It may further be remarked that Puh is written in Chinese by putting together two characters, one standing for "water," and the other signifying "Suddenly; hastily; flurried, disconcerted, as when caught doing wrong; to change color, confused" (Williams' dict. p. 718.)
It is superfluous to say that our Gulf or Estuary is a very "confused" or "flurried" body of water. It is truly a Puh-hai.
Moreover, it "changes color." As though "caught doing wrong," it changes color and blushes at times a rosy red. This is the hue of multidunious veins: "A thousand streams rolling down the cliffs on every side, carry with them red sand; and these all unite in the canyon below, in one great stream of red mud" (n. 50.) But sometimes the color below Yuma is yellow or black (n. 51.)
The name "Colorado" is a Spanish term conveying the idea of redness, and undoubtedly this hue predominates throughout the course of the boisterous stream; but other colors due to the dye or wash of variously painted cliffs, are also met with. Moreover a section may exhibit one color to-day and something different to-morrow. And so it is with the gulf, which receives the Colorado, and on which floating patches of color are frequently seen. Truly our Gulf or Estuary is remarkable for both its coloring, blue, red, etc., and its changes of color. In all respects it is plainly a Puh-hai.

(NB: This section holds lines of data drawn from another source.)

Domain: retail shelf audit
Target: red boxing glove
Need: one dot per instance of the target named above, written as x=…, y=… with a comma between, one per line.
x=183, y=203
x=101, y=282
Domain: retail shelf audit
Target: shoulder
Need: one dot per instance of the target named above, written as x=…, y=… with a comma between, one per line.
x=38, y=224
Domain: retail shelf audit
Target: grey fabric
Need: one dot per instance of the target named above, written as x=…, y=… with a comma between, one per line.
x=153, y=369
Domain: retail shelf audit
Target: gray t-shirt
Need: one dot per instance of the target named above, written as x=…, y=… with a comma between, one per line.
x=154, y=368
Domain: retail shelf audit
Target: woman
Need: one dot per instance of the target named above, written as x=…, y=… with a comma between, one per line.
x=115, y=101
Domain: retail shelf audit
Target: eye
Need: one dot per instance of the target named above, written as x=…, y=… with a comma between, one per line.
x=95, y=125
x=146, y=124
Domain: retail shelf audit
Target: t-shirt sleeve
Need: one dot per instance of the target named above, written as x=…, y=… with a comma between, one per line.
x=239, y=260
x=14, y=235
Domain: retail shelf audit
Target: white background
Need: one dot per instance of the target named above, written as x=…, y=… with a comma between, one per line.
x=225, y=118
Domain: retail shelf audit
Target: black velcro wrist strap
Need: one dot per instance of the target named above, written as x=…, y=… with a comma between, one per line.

Our Gulf or Estuary is also called a yuen. Farther on (see Chinese version) we read that the Canyon river produces or grows into (shang) a beautiful (kan) yuen.
This term yuen stands for a "gulf, an abyss; an eddy, a whirlpool or place where the back water seems to stop."
A whirling, violent, or impetuous body of water is evidently referred to. Fernando Alarchon, in 1540, found the Colorado "a very mighty river, which ran with so great a fury of stream that we could hardly sail against it.
One voyager tells how his ark, the "Emma" was "caught in a whirlpool, and set spinning about." Here is a yuen.
Again, "The men in the boats above see our trouble but they are caught in whirlpools, and are spinning about in eddies."
What have we here but Yuen—multiplied whirlpools?